You’ve likely lost count of the amount of times some straight-laced authority figure has reiterated the importance of having something to fall back on through your life, particularly when regaling them with your latest harebrained career-building (or career-avoidance) tactic. A waste of time, you must have thought, when plan A is all but guaranteed! Joining a hitherto-unmanageable rag-tag 20-strong happy-clappy psychedelic pop orchestra in regulation quasi religious clobber is one such decision unlikely to gain immediate parental blessing.
St Vincent, aka Annie Clark, has played guitar and sung for The Polyphonic Spree – also racking up hours in Sufjan Steven’s band – which are both kudos winning moves from our perspective.

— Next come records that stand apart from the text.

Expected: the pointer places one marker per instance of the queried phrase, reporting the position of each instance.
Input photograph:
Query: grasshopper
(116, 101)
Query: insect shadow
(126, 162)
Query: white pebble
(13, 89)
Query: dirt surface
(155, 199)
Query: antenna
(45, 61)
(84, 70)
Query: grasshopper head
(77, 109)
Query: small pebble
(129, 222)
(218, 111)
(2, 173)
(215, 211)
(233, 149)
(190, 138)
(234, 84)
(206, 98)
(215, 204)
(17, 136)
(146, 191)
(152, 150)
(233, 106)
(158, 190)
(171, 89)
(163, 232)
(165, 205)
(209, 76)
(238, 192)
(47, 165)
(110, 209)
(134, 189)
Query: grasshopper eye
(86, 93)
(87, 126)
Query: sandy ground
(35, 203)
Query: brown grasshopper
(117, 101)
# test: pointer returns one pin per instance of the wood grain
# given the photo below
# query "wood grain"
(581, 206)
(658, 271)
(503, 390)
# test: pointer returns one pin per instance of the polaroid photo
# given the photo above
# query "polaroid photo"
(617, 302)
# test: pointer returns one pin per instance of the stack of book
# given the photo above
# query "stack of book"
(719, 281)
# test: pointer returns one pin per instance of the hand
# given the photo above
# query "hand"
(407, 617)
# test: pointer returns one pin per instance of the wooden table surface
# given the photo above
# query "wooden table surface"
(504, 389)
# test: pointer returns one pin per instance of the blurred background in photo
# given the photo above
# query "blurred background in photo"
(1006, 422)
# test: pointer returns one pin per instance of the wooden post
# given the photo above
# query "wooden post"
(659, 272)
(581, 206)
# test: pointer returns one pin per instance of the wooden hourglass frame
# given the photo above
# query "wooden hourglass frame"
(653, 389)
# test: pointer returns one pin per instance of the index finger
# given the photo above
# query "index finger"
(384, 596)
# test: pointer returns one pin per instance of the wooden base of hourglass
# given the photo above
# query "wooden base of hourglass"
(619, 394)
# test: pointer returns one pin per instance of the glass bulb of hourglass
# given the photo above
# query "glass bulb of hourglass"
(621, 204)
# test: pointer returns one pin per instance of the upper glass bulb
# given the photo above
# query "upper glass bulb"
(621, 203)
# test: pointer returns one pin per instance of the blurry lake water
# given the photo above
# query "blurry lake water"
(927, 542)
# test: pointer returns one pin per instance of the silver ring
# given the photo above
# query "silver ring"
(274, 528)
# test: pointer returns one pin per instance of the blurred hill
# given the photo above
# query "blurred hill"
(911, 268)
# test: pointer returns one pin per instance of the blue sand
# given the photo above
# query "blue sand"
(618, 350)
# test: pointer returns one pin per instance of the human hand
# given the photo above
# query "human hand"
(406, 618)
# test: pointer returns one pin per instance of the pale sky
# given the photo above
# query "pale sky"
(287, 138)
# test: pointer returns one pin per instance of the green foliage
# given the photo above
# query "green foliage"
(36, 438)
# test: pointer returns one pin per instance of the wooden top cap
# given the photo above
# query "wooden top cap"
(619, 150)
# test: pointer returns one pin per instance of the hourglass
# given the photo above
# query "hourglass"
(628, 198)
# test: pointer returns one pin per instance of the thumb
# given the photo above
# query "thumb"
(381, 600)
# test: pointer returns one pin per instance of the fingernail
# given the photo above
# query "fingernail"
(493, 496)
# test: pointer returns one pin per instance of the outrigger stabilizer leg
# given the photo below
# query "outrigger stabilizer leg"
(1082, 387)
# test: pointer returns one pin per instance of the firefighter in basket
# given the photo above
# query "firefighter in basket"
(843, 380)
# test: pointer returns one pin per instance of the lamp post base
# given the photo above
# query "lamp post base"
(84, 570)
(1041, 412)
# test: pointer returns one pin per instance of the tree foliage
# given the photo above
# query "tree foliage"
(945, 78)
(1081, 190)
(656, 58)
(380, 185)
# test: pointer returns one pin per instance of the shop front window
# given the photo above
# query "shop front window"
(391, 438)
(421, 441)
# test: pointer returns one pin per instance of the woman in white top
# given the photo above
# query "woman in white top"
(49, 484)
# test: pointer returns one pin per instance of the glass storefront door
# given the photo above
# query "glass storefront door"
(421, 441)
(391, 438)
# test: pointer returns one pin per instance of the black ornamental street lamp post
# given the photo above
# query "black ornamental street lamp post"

And yet still, with the emergence of her debut solo album ‘Marry Me’, she proves she’s put in the hard work too and strung up that safety net, strung it up good and proper. It’s not exactly a foundation course in accounting, but it is quite brilliant and as close as you’re likely to get to a sure thing. Unexpected, you might think, when the overriding impression of the ‘Spree isn’t of individual contributions, but rather of willing wide-eyed pawns in place to realise cult leader Tim DeLaughter’s delirious vision. Not that this isn’t delirious either, because it really is, seeing probably even more stars than DeLaughter at points.
The stature of female singer-songwriters of late has been especially high; Feist, Joanna Newsom, Joan As Police Woman, Bat For Lashes and the veritable active old guard of Cat Power, Bjork and PJ Harvey, but St Vincent sails under, around and occasionally above the bar in a teasing psychedelic bubble, sheathed with that ever-changing soapy distortion that bubbles that hold their shape have. These are not at all lonely songs of contemplation, introverted or coy; they are pert, shape-shifting bonsai pop vistas, full of drama, delivered with the wide-tonsiled theatricality of a 1950 Hollywood musicals. Tie a line between Kate Bush, The Beatles and Judy Garland and then swing from it till you feel dizzy and slightly elated.
The closest reference point is probably Bat For Lashes, the opening track ‘Now Now’ attests to that; ritual rhythms, organic instrumentation fluttering independently, fairy vocals, a sensual massage overall. But where Natasha Khan rides the waves, Annie Clark seeks to control them. This is a very definite record. ‘Paris Is Burning’ has the commanding sterility of Portishead and Beth Gibbons, waltzing, in another century. ‘What Me Worry’ is in a different century too, but just the last one, with cinematic snow-capped swing jazz deliciousness, merged into alt-country and ‘Space Oddity’ sound effects with ‘All My Stars Aligned’. ‘Apocalypse Song’ is like an old Simon & Garfunkel song remote controlled from the mothership by Wayne Coyne. It’s a complicated record, but an instantly satisfying record of great depth. Fall out of one song and you’ll fall straight back into the arms of another. And that sounds like a sound insurance to us.